The Ronald E. McNair Post-baccalaureate Achievement Program, is a nationally recognized program funded by the U.S. Department of Education and it has been in operation at Rutgers University since 1991. The McNair program serves low-income, first generation college students and students from groups historically underrepresented in graduate education that aspire to attain a doctoral degree. The services provided are designed to prepare participants, who have demonstrated academic potential, with the research and scholarship skills necessary for entry into doctoral studies. For more information.
Encouraging Diversity at the Graduate Level: There is an NIH-funded training grant for diversity recruitment: “Initiative to Maximize Student Diversity”.
Among Rutgers most successful graduate recruitment vehicles has been an undergraduate research program, RISE (Research Intensive Summer Experience) at Rutgers, which brings rising seniors and juniors from across the nation to Rutgers to work with matched faculty mentors for 10 weeks. We have attracted many RISE alumni to apply to Rutgers for PhDs, and a number continued working with their summer mentors.
The Rutgers Youth Enjoy Science (RUYES) program seeks to encourage youth from groups that are underrepresented in the biomedical sciences to pursue cancer research and healthcare careers. RUYES will: engage high school science teachers in mentored cancer research and provide curriculum development support to create novel instructional approaches for teachers to take to classrooms; inspire, motivate and educate high school and undergraduate students through mentored cancer research training, co-curricular support, and professional development activities; Connect with middle school students and their families in their communities through innovative outreach activities to enhance awareness and appreciation of science education and research careers. Participants will engage in research and program related activities for three months per year for two years.
Summer Pipeline to Excellence at Rutgers Graduate (SUPER Grad) program: SUPER Grad works to assure a diverse student population and launched the summer pipeline that provides first year graduate fellowships for outstanding RiSE alumni. GR2aD also runs professional development programs for our faculty that focus on needs of diverse students and helps faculty identify and compete for minority supplements for grants.

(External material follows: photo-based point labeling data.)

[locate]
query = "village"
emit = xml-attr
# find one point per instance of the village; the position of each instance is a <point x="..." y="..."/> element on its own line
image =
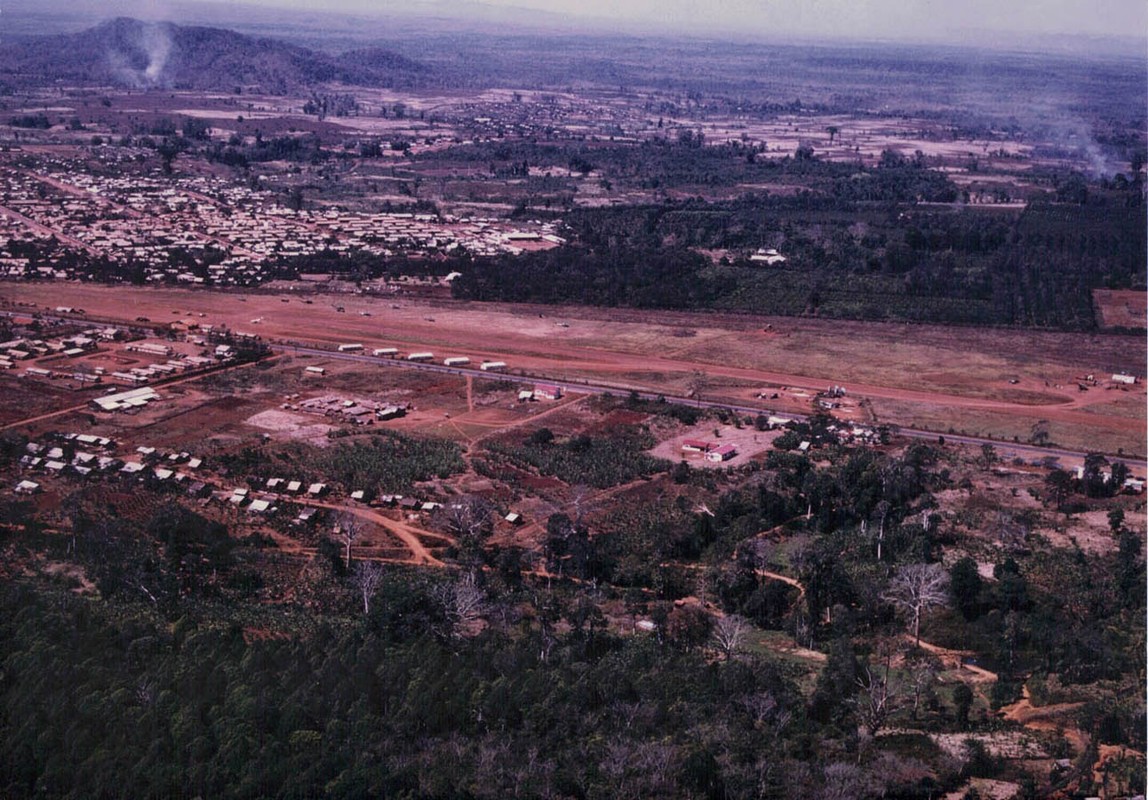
<point x="203" y="230"/>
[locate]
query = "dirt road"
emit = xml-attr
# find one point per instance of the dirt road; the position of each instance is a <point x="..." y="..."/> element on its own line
<point x="921" y="372"/>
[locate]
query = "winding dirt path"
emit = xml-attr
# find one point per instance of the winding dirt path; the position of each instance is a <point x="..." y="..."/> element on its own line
<point x="408" y="534"/>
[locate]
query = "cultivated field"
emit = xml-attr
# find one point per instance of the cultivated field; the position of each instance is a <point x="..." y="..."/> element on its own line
<point x="997" y="382"/>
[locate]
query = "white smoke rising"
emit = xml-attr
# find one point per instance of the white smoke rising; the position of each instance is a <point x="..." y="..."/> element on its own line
<point x="156" y="44"/>
<point x="153" y="41"/>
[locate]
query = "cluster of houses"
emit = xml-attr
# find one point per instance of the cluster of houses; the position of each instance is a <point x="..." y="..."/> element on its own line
<point x="83" y="455"/>
<point x="141" y="219"/>
<point x="540" y="391"/>
<point x="355" y="411"/>
<point x="24" y="349"/>
<point x="711" y="451"/>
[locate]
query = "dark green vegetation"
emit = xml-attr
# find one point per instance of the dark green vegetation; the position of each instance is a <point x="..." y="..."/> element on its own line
<point x="598" y="461"/>
<point x="180" y="676"/>
<point x="846" y="258"/>
<point x="387" y="461"/>
<point x="136" y="54"/>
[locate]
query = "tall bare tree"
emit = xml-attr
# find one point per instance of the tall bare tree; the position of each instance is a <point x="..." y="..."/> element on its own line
<point x="349" y="528"/>
<point x="728" y="634"/>
<point x="366" y="579"/>
<point x="881" y="693"/>
<point x="915" y="589"/>
<point x="463" y="600"/>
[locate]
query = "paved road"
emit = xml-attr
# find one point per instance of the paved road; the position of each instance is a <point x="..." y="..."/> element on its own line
<point x="1005" y="449"/>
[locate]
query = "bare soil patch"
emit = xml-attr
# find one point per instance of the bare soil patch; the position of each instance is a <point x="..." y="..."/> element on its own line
<point x="285" y="425"/>
<point x="924" y="375"/>
<point x="1122" y="308"/>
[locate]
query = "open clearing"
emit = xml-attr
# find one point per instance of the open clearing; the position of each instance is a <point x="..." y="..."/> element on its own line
<point x="980" y="381"/>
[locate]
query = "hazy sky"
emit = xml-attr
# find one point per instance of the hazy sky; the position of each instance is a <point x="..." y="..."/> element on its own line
<point x="930" y="20"/>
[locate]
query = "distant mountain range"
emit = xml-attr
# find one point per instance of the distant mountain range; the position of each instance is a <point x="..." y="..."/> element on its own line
<point x="131" y="53"/>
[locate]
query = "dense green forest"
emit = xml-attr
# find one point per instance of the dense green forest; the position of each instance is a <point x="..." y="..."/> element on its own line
<point x="489" y="680"/>
<point x="844" y="258"/>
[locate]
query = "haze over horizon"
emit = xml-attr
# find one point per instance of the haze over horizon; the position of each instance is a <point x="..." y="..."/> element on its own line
<point x="974" y="22"/>
<point x="918" y="20"/>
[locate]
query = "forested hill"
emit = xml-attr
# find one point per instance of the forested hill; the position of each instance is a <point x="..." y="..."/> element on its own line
<point x="130" y="53"/>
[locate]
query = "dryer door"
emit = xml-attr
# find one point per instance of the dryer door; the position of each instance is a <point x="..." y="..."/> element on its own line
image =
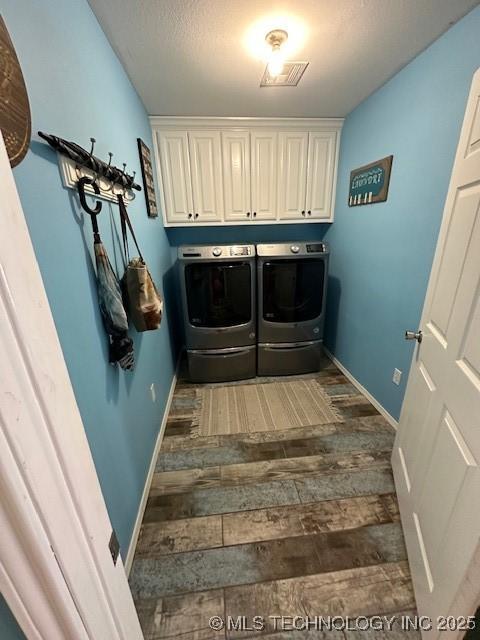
<point x="292" y="304"/>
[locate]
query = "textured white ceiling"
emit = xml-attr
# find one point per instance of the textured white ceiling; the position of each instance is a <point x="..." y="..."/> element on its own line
<point x="190" y="57"/>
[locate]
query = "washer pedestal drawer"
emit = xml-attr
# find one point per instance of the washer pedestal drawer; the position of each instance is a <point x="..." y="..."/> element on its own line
<point x="289" y="358"/>
<point x="222" y="365"/>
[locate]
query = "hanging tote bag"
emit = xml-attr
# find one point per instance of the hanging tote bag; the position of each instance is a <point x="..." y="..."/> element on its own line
<point x="142" y="300"/>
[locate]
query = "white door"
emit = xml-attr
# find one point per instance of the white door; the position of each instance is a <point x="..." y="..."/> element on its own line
<point x="292" y="174"/>
<point x="56" y="571"/>
<point x="263" y="145"/>
<point x="320" y="172"/>
<point x="176" y="175"/>
<point x="236" y="175"/>
<point x="206" y="164"/>
<point x="437" y="448"/>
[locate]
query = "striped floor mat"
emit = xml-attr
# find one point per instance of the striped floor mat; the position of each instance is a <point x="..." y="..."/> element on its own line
<point x="263" y="407"/>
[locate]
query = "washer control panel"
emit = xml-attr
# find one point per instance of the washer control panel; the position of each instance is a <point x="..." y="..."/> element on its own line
<point x="217" y="251"/>
<point x="240" y="250"/>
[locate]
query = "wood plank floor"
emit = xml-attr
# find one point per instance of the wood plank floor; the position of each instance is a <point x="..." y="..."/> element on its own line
<point x="299" y="522"/>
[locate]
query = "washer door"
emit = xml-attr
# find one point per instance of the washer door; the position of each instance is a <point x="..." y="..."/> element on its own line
<point x="219" y="303"/>
<point x="219" y="294"/>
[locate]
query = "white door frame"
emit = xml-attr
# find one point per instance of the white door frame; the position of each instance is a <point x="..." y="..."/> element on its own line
<point x="56" y="571"/>
<point x="467" y="597"/>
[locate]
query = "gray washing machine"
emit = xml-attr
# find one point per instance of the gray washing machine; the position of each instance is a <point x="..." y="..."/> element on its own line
<point x="292" y="289"/>
<point x="218" y="288"/>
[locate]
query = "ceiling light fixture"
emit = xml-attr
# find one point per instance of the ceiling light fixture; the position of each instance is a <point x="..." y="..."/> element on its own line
<point x="275" y="39"/>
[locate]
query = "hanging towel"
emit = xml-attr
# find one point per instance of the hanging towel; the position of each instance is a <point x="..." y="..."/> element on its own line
<point x="113" y="313"/>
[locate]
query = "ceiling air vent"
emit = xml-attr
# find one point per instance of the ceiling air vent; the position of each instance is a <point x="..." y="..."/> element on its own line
<point x="290" y="76"/>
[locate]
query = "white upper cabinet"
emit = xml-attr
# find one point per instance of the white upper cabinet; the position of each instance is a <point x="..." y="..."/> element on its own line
<point x="175" y="175"/>
<point x="246" y="170"/>
<point x="292" y="174"/>
<point x="236" y="175"/>
<point x="206" y="168"/>
<point x="320" y="172"/>
<point x="263" y="145"/>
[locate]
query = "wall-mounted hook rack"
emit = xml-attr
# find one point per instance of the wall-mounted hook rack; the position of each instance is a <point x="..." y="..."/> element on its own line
<point x="75" y="161"/>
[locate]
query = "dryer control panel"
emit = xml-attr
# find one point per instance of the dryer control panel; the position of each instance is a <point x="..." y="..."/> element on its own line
<point x="292" y="249"/>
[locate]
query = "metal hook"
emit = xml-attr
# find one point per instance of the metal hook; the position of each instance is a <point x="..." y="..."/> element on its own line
<point x="98" y="206"/>
<point x="120" y="181"/>
<point x="92" y="140"/>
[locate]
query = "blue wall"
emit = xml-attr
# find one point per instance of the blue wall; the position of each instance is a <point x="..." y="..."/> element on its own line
<point x="78" y="89"/>
<point x="382" y="253"/>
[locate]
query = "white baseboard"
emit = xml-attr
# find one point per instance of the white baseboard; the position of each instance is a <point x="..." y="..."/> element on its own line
<point x="146" y="490"/>
<point x="362" y="389"/>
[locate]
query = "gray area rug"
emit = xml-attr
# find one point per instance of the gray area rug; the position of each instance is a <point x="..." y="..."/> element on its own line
<point x="263" y="407"/>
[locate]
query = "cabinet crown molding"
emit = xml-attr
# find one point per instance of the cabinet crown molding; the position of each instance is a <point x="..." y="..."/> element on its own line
<point x="228" y="122"/>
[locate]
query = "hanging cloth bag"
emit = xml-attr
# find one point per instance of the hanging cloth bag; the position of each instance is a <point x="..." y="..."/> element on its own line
<point x="142" y="300"/>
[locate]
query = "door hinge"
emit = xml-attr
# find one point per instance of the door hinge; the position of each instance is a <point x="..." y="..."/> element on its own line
<point x="114" y="547"/>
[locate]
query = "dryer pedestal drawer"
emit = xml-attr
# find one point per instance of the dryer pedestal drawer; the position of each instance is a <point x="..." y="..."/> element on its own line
<point x="222" y="365"/>
<point x="289" y="358"/>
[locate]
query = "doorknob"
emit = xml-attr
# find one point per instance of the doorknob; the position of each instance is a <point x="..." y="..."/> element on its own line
<point x="414" y="335"/>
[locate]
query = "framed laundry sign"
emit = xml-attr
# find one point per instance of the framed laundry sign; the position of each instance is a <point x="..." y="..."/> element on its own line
<point x="369" y="184"/>
<point x="147" y="174"/>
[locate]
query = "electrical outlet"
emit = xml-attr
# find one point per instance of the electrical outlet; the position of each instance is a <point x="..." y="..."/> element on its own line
<point x="153" y="392"/>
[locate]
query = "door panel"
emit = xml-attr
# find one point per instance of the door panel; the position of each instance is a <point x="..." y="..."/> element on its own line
<point x="206" y="162"/>
<point x="292" y="174"/>
<point x="264" y="174"/>
<point x="176" y="177"/>
<point x="437" y="448"/>
<point x="236" y="174"/>
<point x="321" y="160"/>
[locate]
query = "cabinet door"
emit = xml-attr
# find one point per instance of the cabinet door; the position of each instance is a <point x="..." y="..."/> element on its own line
<point x="292" y="174"/>
<point x="263" y="146"/>
<point x="206" y="165"/>
<point x="176" y="177"/>
<point x="320" y="172"/>
<point x="236" y="174"/>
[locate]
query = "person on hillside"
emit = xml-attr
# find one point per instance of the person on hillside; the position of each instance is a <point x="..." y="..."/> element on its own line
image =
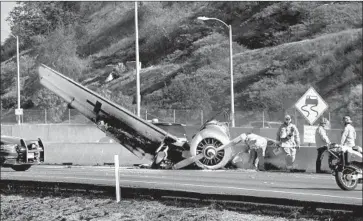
<point x="289" y="140"/>
<point x="257" y="148"/>
<point x="348" y="135"/>
<point x="322" y="142"/>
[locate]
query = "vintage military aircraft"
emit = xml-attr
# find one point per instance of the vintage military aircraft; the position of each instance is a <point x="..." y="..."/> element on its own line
<point x="210" y="148"/>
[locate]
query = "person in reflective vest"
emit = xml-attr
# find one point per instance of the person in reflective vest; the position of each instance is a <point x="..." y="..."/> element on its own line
<point x="289" y="140"/>
<point x="257" y="148"/>
<point x="322" y="142"/>
<point x="348" y="135"/>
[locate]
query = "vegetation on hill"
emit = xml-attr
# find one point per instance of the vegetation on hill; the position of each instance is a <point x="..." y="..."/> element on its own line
<point x="280" y="49"/>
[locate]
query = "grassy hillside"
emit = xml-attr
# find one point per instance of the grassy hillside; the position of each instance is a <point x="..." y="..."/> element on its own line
<point x="280" y="49"/>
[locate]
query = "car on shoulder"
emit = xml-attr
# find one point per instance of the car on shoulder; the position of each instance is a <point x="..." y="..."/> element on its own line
<point x="20" y="154"/>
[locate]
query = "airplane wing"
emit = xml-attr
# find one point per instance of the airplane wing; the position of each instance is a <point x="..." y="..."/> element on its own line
<point x="137" y="135"/>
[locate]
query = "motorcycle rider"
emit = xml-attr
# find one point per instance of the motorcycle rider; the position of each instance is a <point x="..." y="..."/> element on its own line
<point x="257" y="148"/>
<point x="322" y="141"/>
<point x="348" y="135"/>
<point x="288" y="136"/>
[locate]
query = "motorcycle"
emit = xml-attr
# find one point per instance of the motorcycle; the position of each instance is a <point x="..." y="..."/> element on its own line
<point x="346" y="165"/>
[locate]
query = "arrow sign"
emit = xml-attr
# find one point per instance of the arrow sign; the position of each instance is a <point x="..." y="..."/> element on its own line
<point x="311" y="105"/>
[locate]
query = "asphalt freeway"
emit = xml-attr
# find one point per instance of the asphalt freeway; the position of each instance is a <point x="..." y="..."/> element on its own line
<point x="280" y="185"/>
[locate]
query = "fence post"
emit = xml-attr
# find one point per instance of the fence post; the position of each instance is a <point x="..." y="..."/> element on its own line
<point x="329" y="117"/>
<point x="117" y="178"/>
<point x="174" y="114"/>
<point x="201" y="117"/>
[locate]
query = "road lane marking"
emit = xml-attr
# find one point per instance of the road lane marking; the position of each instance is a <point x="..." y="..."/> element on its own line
<point x="247" y="189"/>
<point x="204" y="186"/>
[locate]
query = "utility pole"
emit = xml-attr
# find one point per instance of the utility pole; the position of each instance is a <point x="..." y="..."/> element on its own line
<point x="137" y="62"/>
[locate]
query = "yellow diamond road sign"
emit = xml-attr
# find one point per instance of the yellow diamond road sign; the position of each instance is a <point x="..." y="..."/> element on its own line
<point x="311" y="105"/>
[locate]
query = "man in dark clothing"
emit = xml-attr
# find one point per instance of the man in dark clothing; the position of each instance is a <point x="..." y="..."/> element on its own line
<point x="322" y="141"/>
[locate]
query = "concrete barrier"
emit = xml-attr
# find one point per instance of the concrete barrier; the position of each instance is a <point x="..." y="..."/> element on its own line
<point x="89" y="154"/>
<point x="55" y="132"/>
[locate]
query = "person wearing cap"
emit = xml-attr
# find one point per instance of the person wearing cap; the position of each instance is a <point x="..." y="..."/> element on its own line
<point x="289" y="139"/>
<point x="348" y="135"/>
<point x="322" y="142"/>
<point x="256" y="145"/>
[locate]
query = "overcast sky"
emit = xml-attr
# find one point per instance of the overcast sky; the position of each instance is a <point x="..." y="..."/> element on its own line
<point x="6" y="7"/>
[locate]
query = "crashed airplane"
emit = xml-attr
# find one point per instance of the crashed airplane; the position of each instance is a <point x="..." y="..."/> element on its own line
<point x="210" y="148"/>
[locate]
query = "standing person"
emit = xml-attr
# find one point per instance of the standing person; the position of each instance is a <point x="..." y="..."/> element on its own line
<point x="348" y="135"/>
<point x="288" y="136"/>
<point x="322" y="141"/>
<point x="257" y="148"/>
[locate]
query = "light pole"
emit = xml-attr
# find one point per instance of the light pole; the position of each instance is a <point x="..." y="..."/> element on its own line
<point x="18" y="111"/>
<point x="137" y="63"/>
<point x="203" y="18"/>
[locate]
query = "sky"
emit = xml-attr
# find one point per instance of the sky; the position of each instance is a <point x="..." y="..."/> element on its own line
<point x="6" y="7"/>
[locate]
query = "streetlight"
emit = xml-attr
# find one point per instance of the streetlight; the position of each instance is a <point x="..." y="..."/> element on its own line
<point x="18" y="111"/>
<point x="203" y="18"/>
<point x="137" y="62"/>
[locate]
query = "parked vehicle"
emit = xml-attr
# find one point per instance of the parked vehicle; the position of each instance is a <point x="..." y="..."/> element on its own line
<point x="346" y="165"/>
<point x="263" y="124"/>
<point x="20" y="154"/>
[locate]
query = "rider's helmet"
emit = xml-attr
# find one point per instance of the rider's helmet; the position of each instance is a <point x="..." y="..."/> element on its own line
<point x="324" y="122"/>
<point x="243" y="136"/>
<point x="287" y="119"/>
<point x="347" y="120"/>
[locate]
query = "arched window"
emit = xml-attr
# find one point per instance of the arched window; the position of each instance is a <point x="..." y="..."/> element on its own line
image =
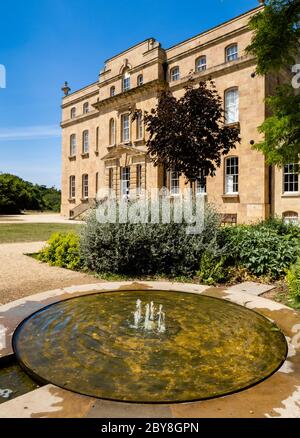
<point x="126" y="81"/>
<point x="73" y="145"/>
<point x="140" y="80"/>
<point x="175" y="74"/>
<point x="112" y="132"/>
<point x="290" y="217"/>
<point x="85" y="107"/>
<point x="231" y="105"/>
<point x="112" y="91"/>
<point x="231" y="53"/>
<point x="139" y="126"/>
<point x="73" y="112"/>
<point x="232" y="175"/>
<point x="201" y="64"/>
<point x="85" y="142"/>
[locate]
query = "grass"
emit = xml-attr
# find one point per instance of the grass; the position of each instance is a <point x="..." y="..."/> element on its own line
<point x="12" y="233"/>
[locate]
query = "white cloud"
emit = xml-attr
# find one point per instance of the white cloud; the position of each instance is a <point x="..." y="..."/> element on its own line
<point x="29" y="133"/>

The CURE (Continuing Umbrella for Research Experience) Program at the Cancer Institute of New Jersey (CINJ) provides research training and academic and professional enrichment activities for highly motivated local high school and undergraduate underrepresented minority students.
Project L/EARN targets members of groups that have been traditionally under-represented in health-related graduate programs with the intent of increasing the number of health researchers from these groups. The program identifies students from economically disadvantaged backgrounds, racial/ethnic minority groups, first generation college attenders, and those with an interest in health disparities, and provides them with training, experience and mentoring to make them stronger candidates for admission to graduate programs. The program is an intensive ten-week internship for students who would like to obtain research skills and “hands-on” experience in health services research under the guidance of a distinguished faculty mentors. Project L/EARN is open to students from any U.S. college or university and is a research training program administered through the Rutgers Institute for Health, Health Care Policy and Aging Research.
The Big Ten Academic Alliance Diversity Initiatives is part of a National Research Mentoring Network grant with a mandate to broaden the face of the biomedical, social and behavioral sciences.
The NSF Northeast Alliance for Graduate Education and the Professoriate (Northeast AGEP), a partnership of 10 research-intensive institutions and 5 minority-serving feeders that develop mechanisms to recruit, support, and mentor underrepresented doctoral students, postdocs and faculty. Post NSF funding, we are collaborating as “NEAGEP Next” on an NIH NRMN pilot to develop multi-institutional virtual mentoring networks for underrepresented women faculty.
The National Name Exchange, a consortium of 55 nationally recognized research institutions which collect and exchange the names of underrepresented undergraduates planning graduate study.
Graduate Education for Minorities (GEM), a network of universities and companies that partner to provide opportunities for underrepresented minority students to earn fellowship (s for MS and PhD programs in the sciences and engineering.
The Institute for Teaching and Mentoring, the largest annual conference of minority doctoral scholars in the U.S., with the goal of providing strategies for success in graduate school and the professoriate. We select doctoral students and postdocs to participate with full funding.